If you are in the highest tax bracket you can not contribute to a Roth IRA.
But you can and should contribute to a backdoor Roth. And you and your wife should do it every year before funding taxable IMO.
A stealth IRA or HSA is also a no brainer. Here are my thoughts on both of those.
http://www.milesdividendmd.com/the-back-door/
http://www.milesdividendmd.com/stealthy-healthy-wealth/
As to betterment, I'm a huge fan of it for taxable accounts and this is how I choose to manage my taxable savings personally.
I have already made several years fees back in TLH, and it is quite easy to figure out your total tax savings and total fees each year.

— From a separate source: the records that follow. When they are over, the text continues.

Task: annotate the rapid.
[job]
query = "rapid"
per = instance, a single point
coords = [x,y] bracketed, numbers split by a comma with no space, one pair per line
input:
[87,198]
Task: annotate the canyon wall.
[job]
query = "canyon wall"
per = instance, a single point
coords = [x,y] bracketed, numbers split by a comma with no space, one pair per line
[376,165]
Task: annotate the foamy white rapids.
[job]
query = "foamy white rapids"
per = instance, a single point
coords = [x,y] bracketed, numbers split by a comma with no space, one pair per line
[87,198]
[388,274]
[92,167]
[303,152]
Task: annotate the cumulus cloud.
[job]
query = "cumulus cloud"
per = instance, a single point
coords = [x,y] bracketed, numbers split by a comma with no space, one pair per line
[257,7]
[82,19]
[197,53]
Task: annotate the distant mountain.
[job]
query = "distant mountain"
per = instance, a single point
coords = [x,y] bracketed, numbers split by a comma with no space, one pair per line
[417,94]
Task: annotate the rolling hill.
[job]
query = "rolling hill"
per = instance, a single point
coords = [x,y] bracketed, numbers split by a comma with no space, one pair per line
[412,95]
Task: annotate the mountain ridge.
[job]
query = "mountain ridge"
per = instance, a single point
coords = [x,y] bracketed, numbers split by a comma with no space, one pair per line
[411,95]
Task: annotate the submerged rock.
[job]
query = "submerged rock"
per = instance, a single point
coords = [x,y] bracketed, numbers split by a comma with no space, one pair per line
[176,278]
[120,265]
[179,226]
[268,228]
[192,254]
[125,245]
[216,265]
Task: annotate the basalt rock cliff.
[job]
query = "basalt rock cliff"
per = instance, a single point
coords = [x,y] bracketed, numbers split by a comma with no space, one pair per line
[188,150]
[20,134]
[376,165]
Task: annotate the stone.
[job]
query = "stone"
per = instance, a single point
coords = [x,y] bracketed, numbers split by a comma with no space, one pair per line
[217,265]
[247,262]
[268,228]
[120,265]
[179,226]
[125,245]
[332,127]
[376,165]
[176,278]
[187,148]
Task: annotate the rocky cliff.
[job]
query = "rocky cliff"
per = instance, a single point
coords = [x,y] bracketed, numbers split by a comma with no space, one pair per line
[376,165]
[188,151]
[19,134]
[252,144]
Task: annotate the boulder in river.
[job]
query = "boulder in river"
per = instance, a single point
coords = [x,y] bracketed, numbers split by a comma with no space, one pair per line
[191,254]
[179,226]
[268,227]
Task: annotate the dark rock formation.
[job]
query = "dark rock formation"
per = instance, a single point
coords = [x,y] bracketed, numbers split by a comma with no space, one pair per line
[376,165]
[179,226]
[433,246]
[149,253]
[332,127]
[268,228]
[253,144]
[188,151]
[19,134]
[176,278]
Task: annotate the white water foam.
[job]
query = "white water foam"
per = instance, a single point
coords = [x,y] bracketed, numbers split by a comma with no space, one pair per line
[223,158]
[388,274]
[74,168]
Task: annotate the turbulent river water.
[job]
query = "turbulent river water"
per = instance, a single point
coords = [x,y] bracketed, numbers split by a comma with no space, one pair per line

As long as your fees are more than are offset by tax savings you will not beat betterment with a comparable portfolio from vanguard. No reason to switch now.
Great articles, thanks!
I looked into backdoor Roths a few months ago and, like your article mentions, it was not good idea due to having a sizeable traditional IRA already funded. I would have had to pay taxes on the conversion, which made it a wash.
HSA gives me pause due to the fact that, a.) I spend about $5/yr at the doctor, b.) I don't plan for that to change, and c.) I need a fund that I can withdraw from early. Waiting until 65 does not fit that bill.
Thanks for the leads, but I think my best option is going to be a tradition IRA, then use substantially equal periodic payments (I'll call them SEPP, 'cause lots of words) withdrawals along with taxable accounts to fund my life.
Thoughts on the SEPP? How much can I expect to withdraw? With a worse case anticipated $40k/yr COL, will I be able to fund that?